# Eager and Lazy APIs

In [20]:
import polars as pl

In [21]:
# %%time
# trips = pl.read_parquet("data/taxi/yellow_tripdata_*.parquet")
# sum_per_vendor=trips.group_by("VendorID").sum()

# income_per_distance_per_vendor = sum_per_vendor.select(
#     "VendorID",
#     income_per_distance = pl.col("total_amount")/pl.col("trip_distance"),
#     )

# top_three = income_per_distance_per_vendor.sort(
#     by = "income_per_distance", descending=True
# ).head(3)

# top_three

haha looks like it was too much data and it killed the kernal in the dev container :D

In [22]:
%%time
trips = pl.scan_parquet("data/taxi/yellow_tripdata_*.parquet")
sum_per_vendor=trips.group_by("VendorID").sum()
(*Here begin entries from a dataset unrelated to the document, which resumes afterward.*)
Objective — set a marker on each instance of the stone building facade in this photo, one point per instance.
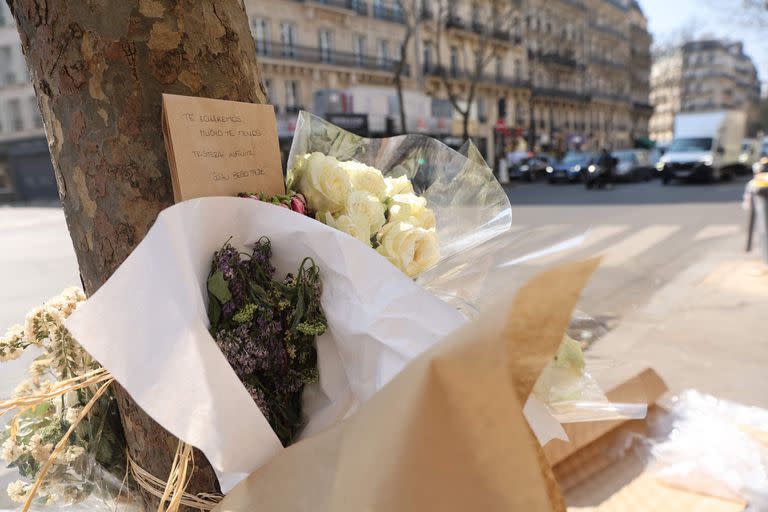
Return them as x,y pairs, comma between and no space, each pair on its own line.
558,72
701,76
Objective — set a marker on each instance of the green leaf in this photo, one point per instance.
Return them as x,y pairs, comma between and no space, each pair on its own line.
217,285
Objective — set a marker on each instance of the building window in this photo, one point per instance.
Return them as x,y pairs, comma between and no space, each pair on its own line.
291,95
14,115
427,56
358,48
326,45
454,61
382,53
35,110
260,29
378,7
288,39
268,86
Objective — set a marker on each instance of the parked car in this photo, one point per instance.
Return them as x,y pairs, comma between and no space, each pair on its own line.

income_per_distance_per_vendor = sum_per_vendor.select(
    "VendorID",
    income_per_distance = pl.col("total_amount")/pl.col("trip_distance"),
    )

top_three = income_per_distance_per_vendor.sort(
    by = "income_per_distance", descending=True
).head(3)

top_three.collect()

CPU times: user 1.52 s, sys: 391 ms, total: 1.91 s
Wall time: 596 ms


VendorID,income_per_distance
i64,f64
1,6.434789
6,5.296493
5,4.731557


very cool the cell above can actually run in the dinky little container, not true for the eager api.
there are 12 parquet files, each one ~ around 30-50mb. so ltos of data. lets actually see how many rows that is...

In [23]:
schema = trips.collect_schema()
schema

Schema([('VendorID', Int64),
        ('tpep_pickup_datetime', Datetime(time_unit='ns', time_zone=None)),
        ('tpep_dropoff_datetime', Datetime(time_unit='ns', time_zone=None)),
        ('passenger_count', Float64),
        ('trip_distance', Float64),
        ('RatecodeID', Float64),
        ('store_and_fwd_flag', String),
        ('PULocationID', Int64),
        ('DOLocationID', Int64),
        ('payment_type', Int64),
        ('fare_amount', Float64),
        ('extra', Float64),
        ('mta_tax', Float64),
        ('tip_amount', Float64),
        ('tolls_amount', Float64),
        ('improvement_surcharge', Float64),
        ('total_amount', Float64),
        ('congestion_surcharge', Float64),
        ('airport_fee', Float64)])

In [24]:

len(schema)

19

In [25]:

trips.select(pl.len()).collect().item()

39656098

goodness thats a pretty big data set -  39million rows x 19 columns

## Tips and Trick

lazy to dataframe and back again

In [26]:
# nl = trips.collect()
# nl

# back again
# nl = nl.lazy()
# nl

In [27]:
# trips.head(3).sink_parquet("sink.parquet")


# readthis = pl.read_parquet("sink.parquet")
# readthis

# readthis = pl.scan_parquet("sink.parquet")
# readthis

joing a dataframe with a lazyframe

In [28]:
big_sales_data = pl.LazyFrame(
    {"sale_id": [101, 102, 103], "amount": [250, 150, 300]}
)

sales_metadata = pl.DataFrame(
    {"sale_id": [101, 102, 103], "category": ["A", "B", "A"]}
)

# expect error
# big_sales_data.join(sales_metadata, on="sale_id").collect()

# instead you can make the lazyframe a df and then join or make the df lazy and append. opt for converting to lazy

# works
big_sales_data.join(sales_metadata.lazy(), on="sale_id").collect()

sale_id,amount,category
i64,i64,str
101,250,"""A"""
102,150,"""B"""
103,300,"""A"""


caching intermittent results

In [None]:
lf = pl.LazyFrame(
    {
        "col1": [1, 2, 3],
        "col2": [4, 5, 6],
    }
)

# pretend there is some heavy calculations

# now cache the results

lf = lf.collect().lazy()
print(lf.collect())

# the line below this would've recalc lf from scratch had it not been cached
print(lf.with_columns(pl.col("col1"), + 1).collect())

shape: (3, 2)
┌──────┬──────┐
│ col1 ┆ col2 │
│ ---  ┆ ---  │
│ i64  ┆ i64  │
╞══════╪══════╡
│ 1    ┆ 4    │
│ 2    ┆ 5    │
│ 3    ┆ 6    │
└──────┴──────┘
shape: (3, 3)
┌──────┬──────┬─────────┐
│ col1 ┆ col2 ┆ literal │
│ ---  ┆ ---  ┆ ---     │
│ i64  ┆ i64  ┆ i32     │
╞══════╪══════╪═════════╡
│ 1    ┆ 4    ┆ 1       │
│ 2    ┆ 5    ┆ 1       │
│ 3    ┆ 6    ┆ 1       │
└──────┴──────┴─────────┘